Kadın basketbolu, şiddet probleminin bilhassa akut olduğu sporlardan biri. Son 28 ay içinde en az yedi Division I okulu, kadın basketbolu programlarıyla ilgili şikayetler sonucunda soruşturma altına alındı, ceza aldı ya da koçunun görevine son verdi. Asistan koçu Mike Divilbiss’in sözleşmesini feshetmek zorunda kalan Illinois de bu okullar arasında. Öğrenciler ve aileleri, Divilbiss ve koç Matt Bollant’ın oyunculara sözlü tacizde bulundukları ve ırk ayrımcılığını teşvik eden davranışlar sergiledikleri gerekçesiyle okula şikayet dilekçesi yazdı. Bir başka bağımsız soruşturmanın neticesinde okul, Bollant’ın görevine devam etmesine karar verdi. Zira soruşturma kapsamında bir suistimal tespit edilmemişti. Ancak soruşturma dosyası, koçların “koçluk stillerinin bazen fazla negatif olabildiğine” yönelik ifadelerini de içeriyordu. Mağdur konumundaki oyunculardan yedi tanesi bu soruşturma ile iş birliği yapmayı reddettiler ve koçların düşmanca ve ırkçı bir ortam yarattıklarını savunan 10 milyon dolarlık kendi hukuk davalarını açtılar.

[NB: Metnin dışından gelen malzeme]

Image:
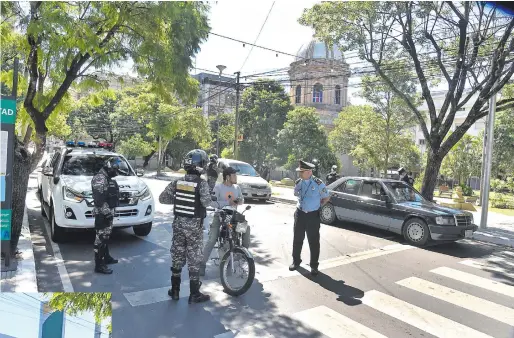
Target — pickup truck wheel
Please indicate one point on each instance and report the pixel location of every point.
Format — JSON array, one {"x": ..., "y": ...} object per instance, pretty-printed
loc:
[
  {"x": 328, "y": 214},
  {"x": 143, "y": 230},
  {"x": 416, "y": 232},
  {"x": 57, "y": 232}
]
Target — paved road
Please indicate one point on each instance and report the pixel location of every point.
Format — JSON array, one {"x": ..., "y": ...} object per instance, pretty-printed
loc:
[{"x": 371, "y": 284}]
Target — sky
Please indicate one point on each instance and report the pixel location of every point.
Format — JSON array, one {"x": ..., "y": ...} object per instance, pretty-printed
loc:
[
  {"x": 19, "y": 317},
  {"x": 242, "y": 20}
]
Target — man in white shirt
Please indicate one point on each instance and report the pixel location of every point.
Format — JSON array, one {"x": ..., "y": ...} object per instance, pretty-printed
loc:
[{"x": 227, "y": 193}]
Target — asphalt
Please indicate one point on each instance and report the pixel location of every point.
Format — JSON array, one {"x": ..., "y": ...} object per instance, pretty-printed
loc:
[{"x": 358, "y": 266}]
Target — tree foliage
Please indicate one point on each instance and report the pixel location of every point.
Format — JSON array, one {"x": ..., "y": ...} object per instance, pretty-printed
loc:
[
  {"x": 466, "y": 46},
  {"x": 303, "y": 137},
  {"x": 263, "y": 113},
  {"x": 464, "y": 159},
  {"x": 75, "y": 303}
]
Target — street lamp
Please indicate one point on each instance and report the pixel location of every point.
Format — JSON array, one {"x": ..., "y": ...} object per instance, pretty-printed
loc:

Illinois women's basketball coach Matt Bollant talks to reporters at the team's media day in Champaign, Ill., on Thursday, Oct. 8, 2015. (AP Photo/David Mercer)
Matt Bollant görevine devam ediyor ancak asistan koçu Mike Divilbiss’in sözleşmesi feshedildi.

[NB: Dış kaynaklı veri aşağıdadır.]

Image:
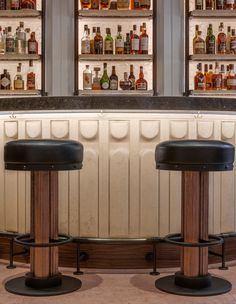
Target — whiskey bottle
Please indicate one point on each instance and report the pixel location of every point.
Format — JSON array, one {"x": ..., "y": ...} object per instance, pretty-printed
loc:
[
  {"x": 132, "y": 78},
  {"x": 198, "y": 44},
  {"x": 85, "y": 4},
  {"x": 18, "y": 80},
  {"x": 31, "y": 83},
  {"x": 199, "y": 79},
  {"x": 123, "y": 4},
  {"x": 10, "y": 42},
  {"x": 5, "y": 80},
  {"x": 199, "y": 4},
  {"x": 113, "y": 79},
  {"x": 32, "y": 44},
  {"x": 108, "y": 42},
  {"x": 87, "y": 78},
  {"x": 85, "y": 41},
  {"x": 96, "y": 80},
  {"x": 134, "y": 41},
  {"x": 98, "y": 42},
  {"x": 141, "y": 83},
  {"x": 105, "y": 4},
  {"x": 210, "y": 41},
  {"x": 119, "y": 42},
  {"x": 105, "y": 81},
  {"x": 221, "y": 40}
]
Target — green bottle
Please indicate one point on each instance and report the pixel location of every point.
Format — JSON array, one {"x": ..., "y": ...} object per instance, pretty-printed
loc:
[{"x": 105, "y": 81}]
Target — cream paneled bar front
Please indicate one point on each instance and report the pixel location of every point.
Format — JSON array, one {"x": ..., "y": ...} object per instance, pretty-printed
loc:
[{"x": 119, "y": 193}]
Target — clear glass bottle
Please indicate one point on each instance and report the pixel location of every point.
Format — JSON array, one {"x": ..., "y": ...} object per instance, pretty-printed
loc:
[{"x": 87, "y": 78}]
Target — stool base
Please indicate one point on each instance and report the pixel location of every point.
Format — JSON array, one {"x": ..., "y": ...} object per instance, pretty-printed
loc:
[
  {"x": 17, "y": 286},
  {"x": 218, "y": 286}
]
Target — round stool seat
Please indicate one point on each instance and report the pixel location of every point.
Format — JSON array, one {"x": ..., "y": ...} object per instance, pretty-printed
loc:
[
  {"x": 43, "y": 155},
  {"x": 195, "y": 155}
]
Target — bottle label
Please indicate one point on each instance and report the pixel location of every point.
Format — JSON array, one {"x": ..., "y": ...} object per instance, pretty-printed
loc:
[
  {"x": 5, "y": 82},
  {"x": 144, "y": 44},
  {"x": 135, "y": 44},
  {"x": 85, "y": 47},
  {"x": 113, "y": 84}
]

“Ben her zaman canlı ve enerjik biri oldum ve içinde bulunduğum programa da bunu yansıtmaya çalıştım” diyen Bollant, Divilbiss ile birlikte bazen “iyi polis, kötü polis” rollerine soyunduklarını ve bazı durumlarda kötü polisin daha baskın olabildiğini söylüyor. Bollant raporun sonuçlarına karşı çıkmıyor ve Thomas’ın Illinois koçları için bir davranış protokolü, sporcular içinse bir şikayet protokolü getirme çabasını olumlu buluyor: “Soruşturma için 18 bin belgeyi taradılar ve görev süremiz boyunca yapılan tüm antrenmanların ve maçların kasetlerini incelediler. Bu birçok şeyi anlatıyor. 30 yıl boyunca koçluk yaptığınızda bunlarla karşılaşırsınız; iletişim kurabildiğiniz oyuncular da olacak, iletişim kuramadıklarınız da…”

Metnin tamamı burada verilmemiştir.